A Trento bagnino che ha scattato una foto alla figlia a bordo di una piscina comunale è stato multato.  Secondo il regolamento adottato dalla società di gestione degli impianti sportivi è vietato fare foto o riprese. La norma antipedofilia ha suscitato, però, numerose polemiche. Sono ammesse deroghe: un padre potrà filmare il figlio solo dopo aver chiesto un’autorizzazione alla direzione.

Trekking nudisti 1

Sempre a Positano un’ordinanza del sindaco impedisce i fuochi d’artificio durante le feste private, tranne il sabato. Multa fino a 500 euro: troppo alto il rischio che qualcuno poco abile provochi incendi, tranne il sabato ovviamente.

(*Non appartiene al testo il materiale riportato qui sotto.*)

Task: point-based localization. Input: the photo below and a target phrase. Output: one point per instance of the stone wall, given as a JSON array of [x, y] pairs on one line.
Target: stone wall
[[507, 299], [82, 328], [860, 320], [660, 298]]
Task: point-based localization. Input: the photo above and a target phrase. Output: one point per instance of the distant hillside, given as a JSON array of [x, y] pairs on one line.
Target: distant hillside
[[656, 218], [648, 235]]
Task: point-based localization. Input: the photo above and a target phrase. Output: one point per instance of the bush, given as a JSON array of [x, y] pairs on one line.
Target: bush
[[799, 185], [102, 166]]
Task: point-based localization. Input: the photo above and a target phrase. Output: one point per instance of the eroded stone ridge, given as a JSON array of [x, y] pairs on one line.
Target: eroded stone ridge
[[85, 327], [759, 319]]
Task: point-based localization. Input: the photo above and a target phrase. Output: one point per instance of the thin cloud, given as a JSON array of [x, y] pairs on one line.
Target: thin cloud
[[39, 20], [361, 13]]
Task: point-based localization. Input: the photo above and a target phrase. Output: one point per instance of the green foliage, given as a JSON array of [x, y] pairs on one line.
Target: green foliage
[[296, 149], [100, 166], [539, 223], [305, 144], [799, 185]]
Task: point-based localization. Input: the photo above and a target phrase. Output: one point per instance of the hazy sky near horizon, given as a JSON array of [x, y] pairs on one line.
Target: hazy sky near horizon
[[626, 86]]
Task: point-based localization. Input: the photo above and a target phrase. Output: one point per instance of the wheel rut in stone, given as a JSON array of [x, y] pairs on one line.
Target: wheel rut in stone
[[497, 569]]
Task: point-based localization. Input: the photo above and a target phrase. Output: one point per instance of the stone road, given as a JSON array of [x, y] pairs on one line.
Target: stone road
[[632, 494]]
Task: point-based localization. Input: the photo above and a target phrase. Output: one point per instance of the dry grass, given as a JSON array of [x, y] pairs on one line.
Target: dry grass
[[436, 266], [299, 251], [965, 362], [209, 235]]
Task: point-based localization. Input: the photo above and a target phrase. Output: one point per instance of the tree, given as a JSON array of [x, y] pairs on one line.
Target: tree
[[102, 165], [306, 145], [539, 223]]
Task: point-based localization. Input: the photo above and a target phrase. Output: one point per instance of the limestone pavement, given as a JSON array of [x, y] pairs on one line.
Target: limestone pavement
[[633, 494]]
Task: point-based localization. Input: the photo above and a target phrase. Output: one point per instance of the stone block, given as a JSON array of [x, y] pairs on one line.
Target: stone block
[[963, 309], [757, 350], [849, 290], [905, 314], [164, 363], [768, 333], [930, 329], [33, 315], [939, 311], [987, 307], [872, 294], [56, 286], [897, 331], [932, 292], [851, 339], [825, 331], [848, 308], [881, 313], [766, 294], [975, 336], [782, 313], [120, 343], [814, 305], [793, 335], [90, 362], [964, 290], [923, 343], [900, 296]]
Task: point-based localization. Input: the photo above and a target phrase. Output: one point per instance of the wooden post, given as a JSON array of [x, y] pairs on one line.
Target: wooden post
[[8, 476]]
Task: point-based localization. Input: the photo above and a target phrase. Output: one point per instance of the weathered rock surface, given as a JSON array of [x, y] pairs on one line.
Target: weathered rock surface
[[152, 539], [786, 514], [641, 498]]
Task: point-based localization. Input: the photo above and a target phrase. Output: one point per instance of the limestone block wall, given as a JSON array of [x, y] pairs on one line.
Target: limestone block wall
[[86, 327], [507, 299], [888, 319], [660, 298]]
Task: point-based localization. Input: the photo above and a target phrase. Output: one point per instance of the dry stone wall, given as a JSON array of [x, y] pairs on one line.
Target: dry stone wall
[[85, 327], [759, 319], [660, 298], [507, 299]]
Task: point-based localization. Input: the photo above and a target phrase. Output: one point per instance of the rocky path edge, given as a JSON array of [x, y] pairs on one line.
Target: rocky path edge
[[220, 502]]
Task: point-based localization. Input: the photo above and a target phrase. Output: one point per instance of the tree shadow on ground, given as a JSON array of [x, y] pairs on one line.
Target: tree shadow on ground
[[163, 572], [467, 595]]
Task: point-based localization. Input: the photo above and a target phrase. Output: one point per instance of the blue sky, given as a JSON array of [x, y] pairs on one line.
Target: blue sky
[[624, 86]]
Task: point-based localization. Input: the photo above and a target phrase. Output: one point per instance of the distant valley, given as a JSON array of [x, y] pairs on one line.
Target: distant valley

I fuochi sono banditi dalla maggior parte delle spiagge italiane per lo stesso motivo mentre a Sorrento un’ordinanza vieta agli artisti di strada di sostare nello stesso posto per più di quindici minuti: bisogna spostarsi di almeno 500 metri. E’ lo stesso sindaco che ha proibito ai ristoratori di invitare i turisti a entrare usando “una forma petulante e molesta”. A Scario, in provincia di Salerno, è vietato girare per le strade in costume da bagno per questioni di decoro e a Maiori, sempre nel salernitano, è vietato riverniciare e pulire imbarcazioni sulla spiaggia.

E poi ci sono i monumenti. A Brescia una donna marocchina è stata costretta a pagare cento euro di multa perché si è seduta sui gradini di un monumento in piazza della Loggia. La donna, 54 anni, con regolare permesso di soggiorno, voleva far riposare la madre ultraottantenne ma il vigile non ha voluto sentire ragioni. Anche a Brescia è vietato sostare in prossimità di monumenti storici. E a Reggio Emilia non ci si può sedere sui gradini degli edifici storici. Stessa cosa a Vigevano, dove due ragazze sono state multate perchè sostavano nella piazza della città. Una fermata che è costata 160 euro.
 
CIBO E BEVANDE-  Da due anni nelle città chi mangia in strada è un mezzo delinquente. Il divieto esiste a Roma, Firenze, Trapani e in molte città. Qualche mese fa a Gallarate, un ventottenne del posto passeggiava intorno a mezzanotte in centro con la sua fresca birra in mano è stato fermato dalla polizia locale che gli ha contestato “il porto abusivo” di bottiglia di birra. E’ finita con 500 euro di multa. A Lucca e Capriate (Bg) il problema non è solo quello di mangiare ma anche di aprire negozi di kebab nel centro storico . Ai cittadini di Novara non è piaciuta l’ordinanza del sindaco, il leghista Massimo Giordano, che vieta di fermarsi in parchi e giardini in più di due persone. Così, per dimostrare tutta la loro contrarietà, nonostante un nubifragio, in molti sono scesi in piazza venerdì sera per protestare. Il divieto si estende su undici aree verdi della città dalle 23.30 alle 6. “Neanche il duce aveva osato tanto” hanno detto i gruppi consiliari di opposizione.

Oltre a dichiarare fuorilegge gli assembramenti, il primo cittadino ha poi proibito, con un altro provvedimento, il consumo di bevande alcoliche in tutti i giardini attrezzati con aree giochi, 24 ore su 24. Per i contravventori le multe vanno da 25 a 500 euro.

I due provvedimenti hanno subito sollevato la reazione delle opposizioni consiliari: “Neanche il duce aveva osato tanto perché nel Ventennio, con la stessa dicitura di ‘divieto di stazionamento’, il limite per l’adunata sediziosa era fissato in cinque o piu’ persone” ha commentato qualcuno.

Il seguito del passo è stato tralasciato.